Si la gente quiere que la energía fluya por su interior, como agua de vida, hay que hacer fluir este elemento para que queden limpios, además de hacerles trabajar moviendo las reservas de energía espiritual que no usan. La gente  trabaja con el 30% de su energía. Hay que  extraer esas reservas energéticas y activarlas, no sólo para trabajar sino para vivir más concientemente el misterio de la vida, más concientemente la alegría de la existencia, no hacer de la vida una tristeza, una preocupación sino un canto de alegría, estar bien, crear un espacio para cada uno, porque la alegría es un diamante que la gente está perdiendo. Estar conciente no es estar con la mente, es estar conectado con las fuerzas más grandes del cosmos, del universo. Hay que dejar que esta magia del cosmos pase al cuerpo dice Américo Yábar. No dejarse  obsesionar totalmente por el trabajo, no permitir que su vida se mecanice. Hay que despertar la energía salqa. Hay dos manifestaciones.
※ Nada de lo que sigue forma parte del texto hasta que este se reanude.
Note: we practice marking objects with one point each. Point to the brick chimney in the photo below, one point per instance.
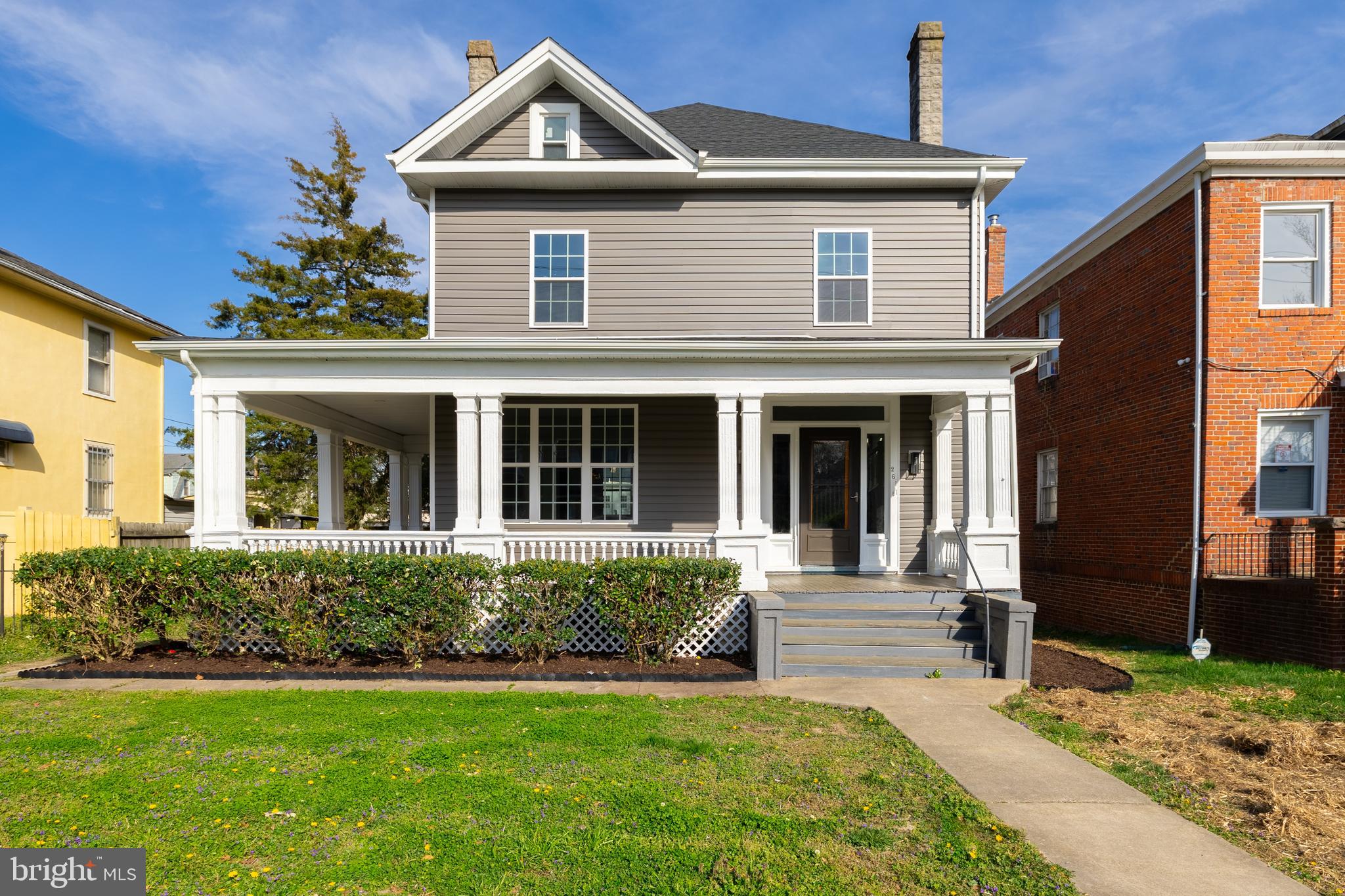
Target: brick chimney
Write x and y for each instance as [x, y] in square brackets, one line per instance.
[994, 258]
[926, 58]
[481, 64]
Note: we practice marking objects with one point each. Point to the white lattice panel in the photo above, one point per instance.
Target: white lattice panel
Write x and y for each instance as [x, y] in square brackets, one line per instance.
[724, 630]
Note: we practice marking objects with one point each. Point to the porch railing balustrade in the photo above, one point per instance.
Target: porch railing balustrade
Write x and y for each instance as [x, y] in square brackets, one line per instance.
[588, 548]
[350, 542]
[1261, 555]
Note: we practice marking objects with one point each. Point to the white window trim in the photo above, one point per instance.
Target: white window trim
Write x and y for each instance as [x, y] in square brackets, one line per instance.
[112, 360]
[1321, 289]
[585, 464]
[531, 278]
[537, 110]
[1042, 467]
[112, 481]
[1321, 429]
[839, 228]
[1043, 372]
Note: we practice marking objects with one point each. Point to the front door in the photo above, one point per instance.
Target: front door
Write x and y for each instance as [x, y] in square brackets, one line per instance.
[829, 489]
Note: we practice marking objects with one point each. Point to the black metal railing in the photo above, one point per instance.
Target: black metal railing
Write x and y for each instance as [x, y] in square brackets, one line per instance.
[1262, 555]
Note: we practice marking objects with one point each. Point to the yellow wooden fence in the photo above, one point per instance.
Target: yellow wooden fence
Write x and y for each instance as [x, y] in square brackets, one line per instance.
[30, 531]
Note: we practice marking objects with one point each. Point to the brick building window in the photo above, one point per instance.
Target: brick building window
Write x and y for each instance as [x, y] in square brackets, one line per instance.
[1296, 247]
[1048, 479]
[1048, 327]
[1292, 475]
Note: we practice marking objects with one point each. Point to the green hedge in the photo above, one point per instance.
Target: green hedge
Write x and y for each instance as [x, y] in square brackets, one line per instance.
[99, 602]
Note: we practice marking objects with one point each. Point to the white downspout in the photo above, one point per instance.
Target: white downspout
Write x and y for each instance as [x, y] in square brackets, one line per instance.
[1197, 481]
[977, 323]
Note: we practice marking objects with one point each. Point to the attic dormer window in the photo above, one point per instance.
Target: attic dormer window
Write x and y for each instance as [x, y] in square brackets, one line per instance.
[554, 131]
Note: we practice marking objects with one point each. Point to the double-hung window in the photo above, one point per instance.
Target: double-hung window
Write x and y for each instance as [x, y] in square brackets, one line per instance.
[1292, 464]
[1048, 485]
[843, 277]
[560, 278]
[554, 131]
[569, 464]
[1296, 255]
[97, 480]
[97, 360]
[1048, 327]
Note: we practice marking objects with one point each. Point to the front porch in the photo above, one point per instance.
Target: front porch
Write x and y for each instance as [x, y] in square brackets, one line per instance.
[585, 449]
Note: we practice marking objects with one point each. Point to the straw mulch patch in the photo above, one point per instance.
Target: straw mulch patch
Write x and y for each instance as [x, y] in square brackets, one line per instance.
[1277, 788]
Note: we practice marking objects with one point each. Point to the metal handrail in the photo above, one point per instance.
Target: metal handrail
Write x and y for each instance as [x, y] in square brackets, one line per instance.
[985, 595]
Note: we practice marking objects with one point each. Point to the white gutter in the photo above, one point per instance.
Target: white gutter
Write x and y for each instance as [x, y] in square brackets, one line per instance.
[1197, 423]
[977, 317]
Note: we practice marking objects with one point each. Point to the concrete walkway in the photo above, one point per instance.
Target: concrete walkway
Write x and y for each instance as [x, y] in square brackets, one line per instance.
[1115, 840]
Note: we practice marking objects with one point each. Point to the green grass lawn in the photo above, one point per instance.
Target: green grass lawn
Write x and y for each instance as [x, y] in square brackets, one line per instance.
[294, 792]
[19, 644]
[1201, 699]
[1319, 694]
Una uywa y otra salqa. Uywa es la energía domesticada. Algunos se han domesticado tanto que se han mecanizado, que han perdido su karma, han perdido su energía virgen, su energía cósmica. Tenía  razón el poeta Juan de Dios Peza cuando decía que no sólo han muerto aquellos que descansan en  una tumba fría. Muertos son también aquellos que tienen muerta el alma y viven todavía. Hay que tener conciencia de la energía salqa. la energía no domesticada, libre, que tienen todos los seres vivos del planeta, lo que es un milagro. Una energía creadora. La energía uywa es como la energía de la gallina. No es buena, no es mala, no tiene que verse moralmente, simplemente es gallina. Con qué energía quieres trabajar. ¿Con la energía de la gallina o la energía del puma o del cóndor? 
Recordar que tenemos una energía salqa es un gran salto, una transportación increíble de que estamos vivos y al estar vivos estamos conectados a una creación absolutamente divina, cósmica. Con la existencia de Dios, fijémonos en lo sagrada que es. Recordar la energía salqa es una de las pocas opciones que tiene el hombre en el planeta.

Este es uno de los tantos fundamentos de la ciencia andina del saber; de la ciencia del Munay y del Yachay de los Inkas.